Soudan du Sud : des membres du gouvernement et de l’armée impliqués dans des crimes graves toujours en poste

UNOCHA/Sarah Waiswa
Des enfants se tiennent près d'une digue dans un camp pour personnes déplacées par le conflit au Soudan du Sud.

Soudan du Sud : des membres du gouvernement et de l’armée impliqués dans des crimes graves toujours en poste

Droits de l'homme

Sans une véritable lutte contre l’impunité, le Soudan du Sud ne parviendra pas à endiguer la violence omniprésente et les terribles violations des droits de l’homme, a alerté lundi une Commission d’enquête des Nations Unies dans un nouveau rapport qui explique en détail comment les auteurs des crimes les plus graves, notamment les attaques généralisées contre les civils et les exécutions extrajudiciaires, restent impunis.

Suite à la présentation de son rapport preliminaire de 20 pages sur les principales conclusions au Conseil des droits de l’homme le 7 mars 2023, le rapport complet publié ce lundi reflète plus en détail les conclusions de la Commission des droits de l’homme sur le Soudan du Sud, sur les situations emblématiques et les sites de violations au cours de l’année 2022.
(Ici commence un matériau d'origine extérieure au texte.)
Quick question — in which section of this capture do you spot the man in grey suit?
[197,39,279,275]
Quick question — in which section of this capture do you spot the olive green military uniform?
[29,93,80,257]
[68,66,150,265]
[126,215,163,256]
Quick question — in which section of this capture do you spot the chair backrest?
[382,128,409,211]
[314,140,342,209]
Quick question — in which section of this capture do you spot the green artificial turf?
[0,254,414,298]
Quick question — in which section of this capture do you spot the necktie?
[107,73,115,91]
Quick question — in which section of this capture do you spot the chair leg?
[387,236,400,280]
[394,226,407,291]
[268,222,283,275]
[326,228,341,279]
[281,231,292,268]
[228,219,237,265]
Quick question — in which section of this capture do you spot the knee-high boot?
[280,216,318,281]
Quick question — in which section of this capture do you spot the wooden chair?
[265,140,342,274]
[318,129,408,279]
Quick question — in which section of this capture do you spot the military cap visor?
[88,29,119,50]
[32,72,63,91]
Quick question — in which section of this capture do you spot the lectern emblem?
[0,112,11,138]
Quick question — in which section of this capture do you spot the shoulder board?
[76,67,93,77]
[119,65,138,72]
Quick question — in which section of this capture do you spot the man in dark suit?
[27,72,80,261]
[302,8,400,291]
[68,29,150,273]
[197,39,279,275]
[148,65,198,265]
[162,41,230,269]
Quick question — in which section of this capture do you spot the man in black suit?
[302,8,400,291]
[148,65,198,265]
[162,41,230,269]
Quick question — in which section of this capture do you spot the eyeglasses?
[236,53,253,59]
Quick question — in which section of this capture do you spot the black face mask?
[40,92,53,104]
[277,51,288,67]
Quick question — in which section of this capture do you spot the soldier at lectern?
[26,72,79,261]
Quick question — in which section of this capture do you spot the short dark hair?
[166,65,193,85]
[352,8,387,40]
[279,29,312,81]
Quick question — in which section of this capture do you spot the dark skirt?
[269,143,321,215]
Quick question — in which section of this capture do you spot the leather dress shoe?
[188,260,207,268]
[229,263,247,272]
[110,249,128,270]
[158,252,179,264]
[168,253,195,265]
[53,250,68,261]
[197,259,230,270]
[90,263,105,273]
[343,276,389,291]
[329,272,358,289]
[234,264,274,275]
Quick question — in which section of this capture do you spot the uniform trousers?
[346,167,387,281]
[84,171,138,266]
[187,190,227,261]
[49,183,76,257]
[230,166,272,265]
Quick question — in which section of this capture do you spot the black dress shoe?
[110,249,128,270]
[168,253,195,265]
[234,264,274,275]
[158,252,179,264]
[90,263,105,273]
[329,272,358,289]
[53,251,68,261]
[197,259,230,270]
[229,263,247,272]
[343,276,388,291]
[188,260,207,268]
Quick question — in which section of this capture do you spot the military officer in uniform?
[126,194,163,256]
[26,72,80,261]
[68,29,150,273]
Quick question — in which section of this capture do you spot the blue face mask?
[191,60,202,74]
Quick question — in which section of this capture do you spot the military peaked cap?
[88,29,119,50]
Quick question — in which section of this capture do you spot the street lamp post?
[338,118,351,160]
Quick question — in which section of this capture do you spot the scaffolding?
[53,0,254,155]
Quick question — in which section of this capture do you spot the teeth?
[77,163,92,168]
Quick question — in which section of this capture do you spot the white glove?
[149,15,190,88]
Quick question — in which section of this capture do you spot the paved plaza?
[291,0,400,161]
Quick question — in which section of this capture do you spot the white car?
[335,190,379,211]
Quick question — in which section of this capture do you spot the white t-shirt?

De hauts fonctionnaires et des officiers de l’armée sont impliqués dans de graves violations des droits de l’homme

Ces situations comprennent des attaques généralisées contre les civils, y compris des meurtres, des viols, l’esclavage sexuel et d’autres formes de violence sexuelle, ainsi que des déplacements massifs, dans de multiples États.

Si le gouvernement sud-soudanais a annoncé la création de commissions d’enquête spéciales sur plusieurs situations, aucune d’entre elles n’a abouti à une quelconque forme d’obligation de rendre des comptes, ont regretté les enquêteurs de l’ONU, relevant que « les membres du gouvernement et de l’armée impliqués dans ces crimes graves sont toujours en poste ».

De hauts gradés de l’armée et le gouverneur de l’État d’Unity au banc des accusés

« Depuis plusieurs années, nos conclusions montrent que l’impunité pour les crimes graves est l’un des principaux moteurs de la violence et de la misère auxquelles sont confrontés les civils au Sud-Soudan », a déclaré dans un communiqué la Présidente de la Commission, Yasmin Sooka.

« Nous avons donc pris la décision de nommer un plus grand nombre d’individus qui méritent une enquête criminelle et des poursuites pour leur rôle dans les violations flagrantes des droits de l’homme », a-t-elle ajouté.

Le rapport identifie le gouverneur de l’État d’Unity, Joseph Monytuil, et le lieutenant-général Thoi Chany Reat des forces de défense du peuple du Soudan du Sud comme faisant partie des personnes justifiant une enquête criminelle en rapport avec les exécutions extrajudiciaires sanctionnées par l’État et perpétrées à Mayom en août 2022. Le commissaire du comté de Koch, Gordon Koang, fait partie des personnes identifiées comme responsables des attaques généralisées contre les civils à Leer en février et avril 2022.

Les conclusions de la Commission identifient également d’autres personnes qui méritent un examen ou une enquête plus approfondie en ce qui concerne les violations des droits de l’homme dans l’État de Warrap, l’État du Haut-Nil, les parties septentrionales de l’État de Jonglei et les États d’Equatoria.

Des tribunaux militaires et des enquêtes ad hoc

« Briser l’emprise de l’impunité ne peut se faire que si les autorités nationales s’engagent à nouveau et adhèrent aux valeurs et aux promesses de l’accord de paix », a fait valoir l’un des trois membres de la Commission, Barney Afako.

Le rapport évalue les systèmes et initiatives judiciaires au Soudan du Sud, dont le recours récent de l’État à des tribunaux militaires et à des enquêtes ad hoc. Il décrit et analyse également des questions thématiques relatives aux droits de l’homme, telles que l’utilisation d’enfants dans les forces armées et les groupes armés, les violences sexuelles liées au conflit, le contexte d’économie politique des violations des droits de l’homme et la quasi-disparition de l’espace civique dans le pays.

« Nous appelons les autorités à mener des enquêtes appropriées sur les auteurs présumés de crimes graves, quel que soit leur rang ou leur fonction, et à mettre en place et à renforcer les mécanismes judiciaires permettant de les tenir pour responsables », a conclu l’un des trois membres de la Commission, Andrew Clapham.